Mali Akui Milisi Jihadis Tewaskan 25 Tentara
Tentara Mali berjaga-jaga usai serangan milisi di Timbuktu, Mali. ( Foto: AP / Dokumentasi )
Unggul Wirawan / WIR Rabu, 2 Oktober 2019 | 09:07 WIB

Bamako, Beritasatu.com- Dua puluh lima tentara Mali tewas dan 60 tentara lainnya hilang setelah tersangka jihadis menyerang dua kamp tentara di Mali tengah pada Senin (1/10).

Pemerintah menyatakan militer Mali termasuk yang paling menderita oleh pasukan Mali tahun 2019 karena mereka berjuang untuk menahan kelompok-kelompok militan yang memiliki hubungan dengan Al Qaeda atau Negara Islam di Irak dan Suriah (ISIS) yang telah mendirikan operasi di beberapa bagian Mali dari tempat mereka melancarkan serangan di seluruh Sahel.

Pihak berwenang sebelumnya mengatakan pos-pos militer di Boulkessi dan Mondoro telah menjadi sasaran, tetapi tidak menunjukkan jumlah korban.

“Di antara jajaran FAMA (angkatan bersenjata Mali), jumlah korban sementara adalah 25 tewas, empat luka-luka, sekitar 60 hilang dan kerugian peralatan berat,” kata pemerintah, Selasa (1/10).

Sebagai respons, tentara telah melancarkan operasi gabungan dengan pasukan dari Burkina Faso yang bertetangga, didukung oleh pasukan Prancis yang ditempatkan di wilayah itu.
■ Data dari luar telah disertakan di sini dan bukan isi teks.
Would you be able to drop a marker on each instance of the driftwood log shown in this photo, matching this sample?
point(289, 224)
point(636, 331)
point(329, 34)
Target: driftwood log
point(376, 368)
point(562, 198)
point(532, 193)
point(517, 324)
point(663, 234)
Negara Afrika Barat ini berada dalam konflik sejak 2012 ketika kelompok Islam membajak pemberontakan etnis oleh orang-orang Tuareg di utara. Baru-baru ini, kekerasan telah pindah ke Mali tengah, tempat pertempuran antara petani dan penggembala juga melonjak tahun ini.

Kelompok-kelompok jihadis telah mengeksploitasi persaingan etnis di Mali dan tetangga-tetangganya untuk meningkatkan perekrutan dan membuat petak-petak wilayah yang tak dapat diatur.